Üblicherweise haben reine Elektrofahrzeuge Batteriegrößen von 50 bis 100 Kilowattstunden. Umgerechnet heißt das: Bis 2030 ist eine Produktionskapazität von mehr als 1.000 Gigawattstunden notwendig, um die europäischen Automobilhersteller zu versorgen. Die Industrie steht daher vor der Herausforderung, Kosten zu senken und gleichzeitig große Batteriefabriken in Europa aufzubauen. Diese Gigafactories müssen wirtschaftlich und nachhaltig betrieben werden. Nur so können in jedem Preissegment Elektrofahrzeuge in ausreichender Menge angeboten werden.
Um den Batteriebedarf lokal zu decken, sind allein in Europa 20 Gigafactories bis 2030 notwendig.

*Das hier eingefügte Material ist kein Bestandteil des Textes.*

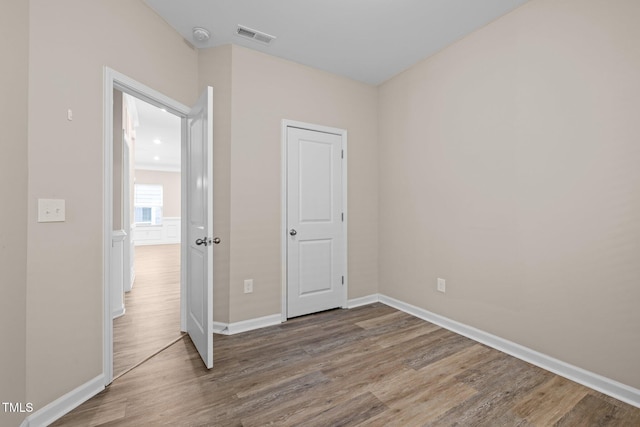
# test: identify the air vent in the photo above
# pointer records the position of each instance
(254, 35)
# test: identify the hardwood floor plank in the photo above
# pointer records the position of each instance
(369, 366)
(551, 400)
(595, 411)
(152, 317)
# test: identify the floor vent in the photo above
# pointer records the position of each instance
(254, 35)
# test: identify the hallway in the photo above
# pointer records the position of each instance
(152, 318)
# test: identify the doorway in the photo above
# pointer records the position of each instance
(314, 218)
(196, 286)
(148, 201)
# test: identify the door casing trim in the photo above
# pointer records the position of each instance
(115, 80)
(283, 192)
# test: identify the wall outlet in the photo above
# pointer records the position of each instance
(51, 210)
(248, 286)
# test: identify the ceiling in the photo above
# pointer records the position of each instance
(366, 40)
(154, 125)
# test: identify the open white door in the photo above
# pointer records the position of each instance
(199, 260)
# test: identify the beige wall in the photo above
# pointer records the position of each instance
(70, 43)
(266, 90)
(509, 167)
(215, 70)
(171, 189)
(14, 19)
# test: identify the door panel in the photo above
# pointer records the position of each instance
(315, 265)
(199, 227)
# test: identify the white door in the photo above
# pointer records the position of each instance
(315, 249)
(199, 268)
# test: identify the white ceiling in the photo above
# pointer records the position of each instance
(366, 40)
(156, 124)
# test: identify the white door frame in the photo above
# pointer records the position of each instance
(115, 80)
(283, 225)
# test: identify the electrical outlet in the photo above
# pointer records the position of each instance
(51, 210)
(248, 286)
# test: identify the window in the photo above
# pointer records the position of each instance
(148, 204)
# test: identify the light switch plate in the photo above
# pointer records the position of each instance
(51, 210)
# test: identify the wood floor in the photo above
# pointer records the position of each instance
(152, 317)
(368, 366)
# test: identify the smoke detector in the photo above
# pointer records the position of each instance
(258, 36)
(201, 34)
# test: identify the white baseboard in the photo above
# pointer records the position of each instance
(357, 302)
(246, 325)
(589, 379)
(220, 328)
(65, 404)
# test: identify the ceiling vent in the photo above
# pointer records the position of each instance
(254, 35)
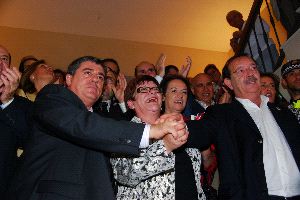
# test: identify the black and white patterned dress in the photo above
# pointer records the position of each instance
(151, 176)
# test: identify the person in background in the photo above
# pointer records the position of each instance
(151, 175)
(257, 144)
(68, 148)
(290, 73)
(60, 76)
(34, 78)
(175, 90)
(14, 121)
(26, 62)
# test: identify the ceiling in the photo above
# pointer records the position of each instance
(198, 24)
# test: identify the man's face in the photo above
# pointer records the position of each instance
(147, 99)
(145, 68)
(87, 82)
(291, 82)
(4, 59)
(214, 74)
(203, 88)
(176, 96)
(111, 67)
(245, 78)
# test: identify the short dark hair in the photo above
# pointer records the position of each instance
(133, 83)
(210, 66)
(166, 81)
(169, 67)
(113, 61)
(225, 70)
(23, 60)
(74, 65)
(25, 83)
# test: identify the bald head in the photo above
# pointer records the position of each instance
(145, 68)
(235, 19)
(202, 88)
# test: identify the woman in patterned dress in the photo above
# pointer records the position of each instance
(175, 91)
(150, 176)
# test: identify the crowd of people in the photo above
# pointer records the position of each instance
(88, 134)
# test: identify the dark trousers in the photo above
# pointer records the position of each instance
(283, 198)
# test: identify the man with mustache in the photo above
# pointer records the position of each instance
(68, 149)
(290, 73)
(13, 120)
(257, 143)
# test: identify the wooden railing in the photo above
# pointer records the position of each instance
(267, 54)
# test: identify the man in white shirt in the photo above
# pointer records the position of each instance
(257, 143)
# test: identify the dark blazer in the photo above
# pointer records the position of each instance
(66, 157)
(14, 130)
(239, 147)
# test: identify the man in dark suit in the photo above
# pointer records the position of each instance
(13, 125)
(66, 155)
(257, 144)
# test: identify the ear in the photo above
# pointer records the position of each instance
(32, 77)
(69, 79)
(193, 90)
(130, 104)
(283, 83)
(227, 82)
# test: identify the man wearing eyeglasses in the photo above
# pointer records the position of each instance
(258, 144)
(69, 146)
(13, 120)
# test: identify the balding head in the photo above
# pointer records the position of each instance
(4, 58)
(235, 19)
(202, 88)
(145, 68)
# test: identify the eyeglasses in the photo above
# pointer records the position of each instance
(148, 89)
(4, 59)
(143, 71)
(242, 70)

„Der weltweite Bedarf an Antriebsbatterien wird sich bis zum Jahr 2030 voraussichtlich mehr als verzehnfachen“, hat Frank Seuster, Partner für Produkt und Technologie bei Porsche Consulting, mit seinem Expertenteam hochgerechnet. „Um den Batteriebedarf lokal zu decken, sind allein in Europa 20 Gigafactories bis 2030 notwendig“, sagt Seuster. Für den Geschäftserfolg von Unternehmen und Investoren wird entscheidend sein, welche Batterietechnologien sie mit welchen Produktionsprozessen an welchem Standort herstellen. Denn allein für die Batteriezellfertigung seien europaweit bis 2030 Investitionen von über 50 Milliarden Euro erforderlich, so der Berater.
Welche Batterietechnologie ist die Richtige?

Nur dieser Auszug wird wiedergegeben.